With point to point mesh networking using beam forming antenna, I'm not sure how effective any countermeasure would realistically be. Basically, all the drones in a swarm as well as various other aircraft as a relay station have point to point links between them. Any RF signal not coming in a straight line from the location of an allied system is more or less ignored. There would be hundreds or more nodes in the mesh network, and the encryption would be one time pad.

  With this kind of inter-unit communication, the only thing that would be able to realistically break the com-links would be weapons capable of frying the radios themselves. And the drones could have limited artificial intelligence - in 20 years, they would probably be able to fight enemy aircraft and bomb an existing target without needing further instructions from their controllers.

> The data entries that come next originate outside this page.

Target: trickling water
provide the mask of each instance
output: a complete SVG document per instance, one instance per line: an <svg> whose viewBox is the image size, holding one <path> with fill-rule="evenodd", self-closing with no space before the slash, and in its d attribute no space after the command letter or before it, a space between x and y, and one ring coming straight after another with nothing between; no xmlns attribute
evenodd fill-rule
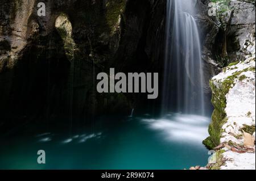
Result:
<svg viewBox="0 0 256 181"><path fill-rule="evenodd" d="M204 78L196 1L167 0L163 113L205 113Z"/></svg>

Comment Re:Of course... (Score 1) 637

Except that you don't have this option. That Corsica is headed for the crusher, and there's no way to stop the conveyer. You can either make a near perfect copy or find out what it's like to die for good. (as in, probably find nothing at all...no afterlife, nothing. That to me is more upsetting than even the christian hell)

Comment Re:Of course... (Score 1) 637

This isn't current technology. In order to do this at all, we would need molecular manufacturing : the ability to create things with control of the placement of every atom in the product.

Thus, not only would we be able to build the scanner I described (which uses trillions of tiny heads to do the destructive scanning) but also we would be able to create circuitry that is atomicly precise.

Also, the reason why it takes a nuclear power station worth of energy now is that our emulators try to do things too inefficiently. Instead of using digital computers to model the movements of every ion through an ion channel, my hardware emulator idea (which is not mine, I read about it elsewhere and it's been demonstrated on a smaller scale already) uses analog components to represent each important part in a neuron.

Comment Re:Of course... (Score 1) 637

The problem is that engineering nanomachines that work inside a living human body, in a chaotic and dirty environment, separated from each other, is vastly more difficult than machines that can only function inside a clean vacuum at a fixed temperature and only function when fixed to a host machine that gives them structural stability, power, intermediates, digital instructions, and other supportive functions.